Несомненно, вся эта превращающая усердие и небрежение в бесконечно обратимые фигуры неуверенность черпает свой принцип в «царящем в доме нерадении»[55]. Это небрежение нагляднее, скрытнее, двусмысленнее, но и фундаментальнее всех остальных. Все в нем может расшифровываться как намеренный знак, тайное старание, слежка или ловушка: возможно, ленивая прислуга являет собой скрытую власть, возможно, колесо случая распределяет жребии, давным-давно прописанные в книгах. Но здесь не усердие окутывает небрежение как его непременная теневая часть, а небрежение пребывает столь безразличным к тому, что может проявить его или сокрыть, что любой жест в его адрес оказывается знáком. По небрежности Фома и был позван: открываясь, влечение составляет единое целое с небрежным приемом привлеченного; вершимое влечением принуждение (именно поэтому оно абсолютно и абсолютно не взаимно) не просто слепо, оно иллюзорно и никого не связывает, поскольку само оказалось бы связано с этой связью и уже не могло бы быть чистым открытым влечением. Как влечение может не быть по существу небрежным — не предоставлять вещам быть такими, какие они и есть, не предоставлять времени проходить и повторяться, людям продвигаться к себе, — коли оно есть бесконечное внеположное, коли ничто в нем не удерживается, коли оно распускает в чистом рассеивании все фигуры внутреннего?
Влекомый влеком ровно настолько, насколько пренебрегаем; поэтому-то усердие и должно было стать пренебрежением этим небрежением, решительно небрежной заботой, продвижением к свету сквозь небрежение тенью вплоть до момента, когда выясняется, что свет — всего лишь небрежение, чистое внеположное под стать ночи, рассеивающее, как задувают свечу, привлеченное им небрежное усердие.
5. Но где же закон, куда смотрит закон?
Небрежение и влечение составляют способ выявить и сокрыть закон — выявить отвод, за которым он скрывается, вовлечь его тем самым в прячущий его день.

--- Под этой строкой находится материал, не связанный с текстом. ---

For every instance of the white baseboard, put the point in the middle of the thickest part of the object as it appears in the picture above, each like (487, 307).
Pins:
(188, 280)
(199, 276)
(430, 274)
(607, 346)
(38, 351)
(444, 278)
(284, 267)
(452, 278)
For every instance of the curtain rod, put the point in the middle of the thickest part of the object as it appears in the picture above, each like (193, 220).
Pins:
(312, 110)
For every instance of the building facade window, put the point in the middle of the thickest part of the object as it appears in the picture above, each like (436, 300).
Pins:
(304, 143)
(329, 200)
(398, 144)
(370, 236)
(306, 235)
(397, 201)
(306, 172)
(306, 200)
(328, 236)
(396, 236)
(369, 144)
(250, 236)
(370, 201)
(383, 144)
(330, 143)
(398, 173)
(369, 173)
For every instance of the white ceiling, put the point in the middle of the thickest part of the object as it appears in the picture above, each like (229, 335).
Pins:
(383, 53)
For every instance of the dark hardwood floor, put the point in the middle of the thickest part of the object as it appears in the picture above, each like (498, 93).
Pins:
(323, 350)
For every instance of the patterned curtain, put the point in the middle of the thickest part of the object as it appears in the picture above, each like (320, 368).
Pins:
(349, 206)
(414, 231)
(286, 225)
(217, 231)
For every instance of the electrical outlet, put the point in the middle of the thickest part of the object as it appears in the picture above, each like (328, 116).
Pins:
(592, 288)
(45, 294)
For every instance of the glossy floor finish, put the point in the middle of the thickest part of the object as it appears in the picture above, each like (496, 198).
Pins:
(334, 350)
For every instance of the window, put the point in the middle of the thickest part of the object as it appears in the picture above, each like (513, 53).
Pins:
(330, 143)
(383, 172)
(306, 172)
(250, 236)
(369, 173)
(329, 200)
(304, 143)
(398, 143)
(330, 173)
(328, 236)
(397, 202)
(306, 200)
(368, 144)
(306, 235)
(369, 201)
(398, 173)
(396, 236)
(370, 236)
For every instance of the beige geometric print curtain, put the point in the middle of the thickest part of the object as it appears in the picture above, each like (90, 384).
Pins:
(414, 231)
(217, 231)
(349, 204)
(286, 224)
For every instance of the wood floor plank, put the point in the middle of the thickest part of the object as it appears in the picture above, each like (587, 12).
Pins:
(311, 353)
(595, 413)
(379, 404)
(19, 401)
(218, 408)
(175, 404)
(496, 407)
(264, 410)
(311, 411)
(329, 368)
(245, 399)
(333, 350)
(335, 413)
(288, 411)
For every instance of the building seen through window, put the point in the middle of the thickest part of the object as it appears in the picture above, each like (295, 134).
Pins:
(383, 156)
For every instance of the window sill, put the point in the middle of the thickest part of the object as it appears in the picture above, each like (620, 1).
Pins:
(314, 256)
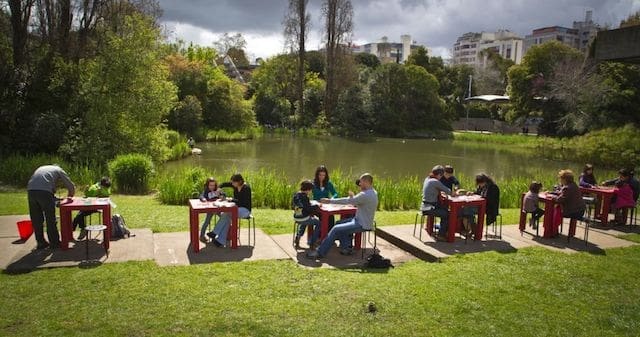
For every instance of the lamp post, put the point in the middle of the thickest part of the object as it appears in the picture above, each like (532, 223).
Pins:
(468, 96)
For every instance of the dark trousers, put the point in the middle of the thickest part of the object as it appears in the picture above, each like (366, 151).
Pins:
(42, 205)
(79, 220)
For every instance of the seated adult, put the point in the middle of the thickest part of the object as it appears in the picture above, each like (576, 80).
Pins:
(242, 198)
(489, 190)
(627, 176)
(367, 203)
(431, 189)
(569, 196)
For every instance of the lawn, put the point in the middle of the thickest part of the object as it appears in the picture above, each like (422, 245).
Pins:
(532, 292)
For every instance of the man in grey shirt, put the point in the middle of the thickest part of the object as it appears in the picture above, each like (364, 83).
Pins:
(430, 205)
(367, 203)
(41, 191)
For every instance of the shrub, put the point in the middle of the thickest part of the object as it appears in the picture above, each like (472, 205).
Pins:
(131, 173)
(177, 188)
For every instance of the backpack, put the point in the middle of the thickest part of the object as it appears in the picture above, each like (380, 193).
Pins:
(376, 260)
(118, 227)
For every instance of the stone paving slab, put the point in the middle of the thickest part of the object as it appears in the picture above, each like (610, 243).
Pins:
(335, 260)
(138, 247)
(174, 249)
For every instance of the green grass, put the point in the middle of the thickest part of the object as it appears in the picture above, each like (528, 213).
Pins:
(534, 292)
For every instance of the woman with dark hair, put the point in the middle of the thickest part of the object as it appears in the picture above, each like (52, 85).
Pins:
(242, 198)
(587, 179)
(211, 192)
(322, 186)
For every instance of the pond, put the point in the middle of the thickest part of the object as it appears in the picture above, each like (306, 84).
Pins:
(298, 156)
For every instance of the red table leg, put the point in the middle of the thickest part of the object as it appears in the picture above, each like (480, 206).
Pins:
(66, 232)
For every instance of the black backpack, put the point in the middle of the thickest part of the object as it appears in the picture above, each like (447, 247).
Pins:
(118, 227)
(376, 260)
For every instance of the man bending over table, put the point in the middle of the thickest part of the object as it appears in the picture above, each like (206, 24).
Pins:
(367, 202)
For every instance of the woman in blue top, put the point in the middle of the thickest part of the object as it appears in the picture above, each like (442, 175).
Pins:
(323, 188)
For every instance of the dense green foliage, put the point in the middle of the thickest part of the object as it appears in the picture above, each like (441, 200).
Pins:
(131, 173)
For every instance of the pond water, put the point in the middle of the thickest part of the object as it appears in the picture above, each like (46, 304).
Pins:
(298, 156)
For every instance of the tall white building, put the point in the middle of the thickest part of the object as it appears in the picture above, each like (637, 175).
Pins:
(579, 37)
(468, 47)
(389, 51)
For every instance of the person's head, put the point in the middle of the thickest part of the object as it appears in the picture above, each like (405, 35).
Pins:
(306, 186)
(237, 180)
(322, 176)
(448, 171)
(211, 184)
(105, 182)
(624, 174)
(535, 187)
(566, 177)
(365, 182)
(482, 180)
(437, 171)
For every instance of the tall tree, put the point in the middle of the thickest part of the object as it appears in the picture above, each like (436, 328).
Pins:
(296, 26)
(338, 16)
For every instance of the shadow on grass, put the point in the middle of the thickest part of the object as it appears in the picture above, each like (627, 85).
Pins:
(76, 256)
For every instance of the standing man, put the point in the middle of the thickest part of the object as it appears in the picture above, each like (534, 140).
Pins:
(42, 202)
(367, 203)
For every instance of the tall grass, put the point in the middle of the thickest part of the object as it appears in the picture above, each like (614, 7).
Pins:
(16, 170)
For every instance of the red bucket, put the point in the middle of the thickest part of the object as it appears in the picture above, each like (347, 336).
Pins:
(25, 229)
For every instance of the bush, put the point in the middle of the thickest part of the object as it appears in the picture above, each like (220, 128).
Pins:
(16, 170)
(131, 173)
(177, 188)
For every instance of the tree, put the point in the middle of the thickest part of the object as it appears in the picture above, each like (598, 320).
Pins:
(338, 16)
(367, 60)
(529, 84)
(295, 30)
(123, 96)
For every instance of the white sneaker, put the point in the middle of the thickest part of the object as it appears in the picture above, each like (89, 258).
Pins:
(83, 234)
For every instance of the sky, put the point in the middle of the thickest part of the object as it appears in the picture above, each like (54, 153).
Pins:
(435, 24)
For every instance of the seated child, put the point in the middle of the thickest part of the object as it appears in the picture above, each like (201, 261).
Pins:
(211, 192)
(101, 189)
(304, 213)
(623, 195)
(531, 203)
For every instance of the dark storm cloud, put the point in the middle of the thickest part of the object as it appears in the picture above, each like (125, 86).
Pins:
(435, 23)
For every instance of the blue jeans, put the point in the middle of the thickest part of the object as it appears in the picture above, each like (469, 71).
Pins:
(205, 224)
(443, 214)
(315, 223)
(341, 231)
(222, 227)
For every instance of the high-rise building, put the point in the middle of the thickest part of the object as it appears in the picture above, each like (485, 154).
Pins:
(468, 47)
(389, 51)
(579, 37)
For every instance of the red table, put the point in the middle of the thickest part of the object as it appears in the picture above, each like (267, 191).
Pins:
(552, 215)
(84, 204)
(327, 210)
(603, 207)
(196, 207)
(455, 207)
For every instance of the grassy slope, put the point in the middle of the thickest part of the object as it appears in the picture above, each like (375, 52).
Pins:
(147, 212)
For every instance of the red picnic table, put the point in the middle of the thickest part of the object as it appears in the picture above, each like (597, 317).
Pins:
(455, 205)
(603, 202)
(552, 215)
(196, 206)
(345, 211)
(83, 204)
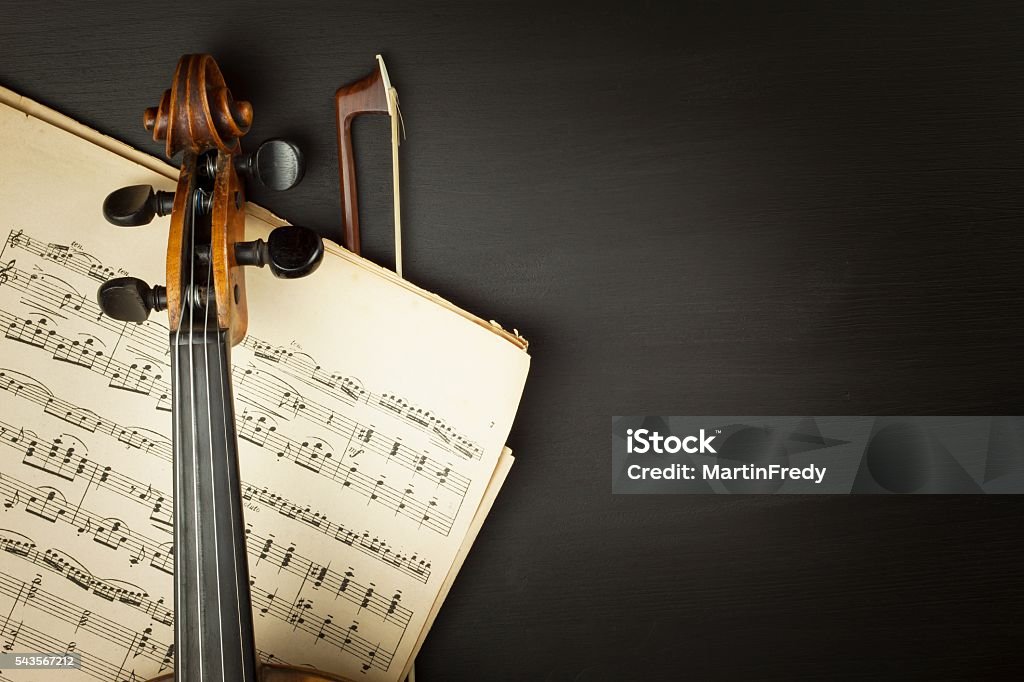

Будь закон очевиден сердцу, он был бы уже не законом, а кроткой внутренностью сознания. Напротив, если бы он присутствовал в тексте, если бы можно было разобрать его между строк какой-то книги или свериться с ним по реестру, он обладал бы солидностью внешних вещей: его можно было бы выполнять или нарушать: где тогда была бы его власть, какая сила, какой авторитет обеспечивали бы его уважение? На деле присутствие закона — в его сокрытости. Закон самовластно пронизывает города, учреждения, дела и поступки; что бы мы ни делали, как бы далеко ни заходили беспорядок и нерадение, его власть уже проявлена: «Заведение всегда, в любой момент пребывает в подобающем состоянии»[56]. Обретаемые свободы не способны прервать действие закона; можно поверить, что от него отделался, что взираешь на его применение снаружи; но в тот момент, когда полагаешь, что издалека читаешь постановления, касающиеся только других, оказываешься как нельзя близок к закону, запускаешь его в обращение, «вносишь свою лепту в исполнение публичного постановления»[57]. И, однако, это постоянное проявление закона так и не проясняет, чтό, собственно, гласит или чего хочет закон: для поступков он является не столько принципом или внутренним правилом, сколько объемлющим их внеположным, тем самым обеспечивая им ускользание от любой внутренности; закон — это ночь, которая ограничивает поступки, пустота, которая их окружает, обращая без чьего-либо ведома их единичность в серую рутину универсальности и открывая вокруг них пространство тягостности, неудовлетворенности, множащегося усердия.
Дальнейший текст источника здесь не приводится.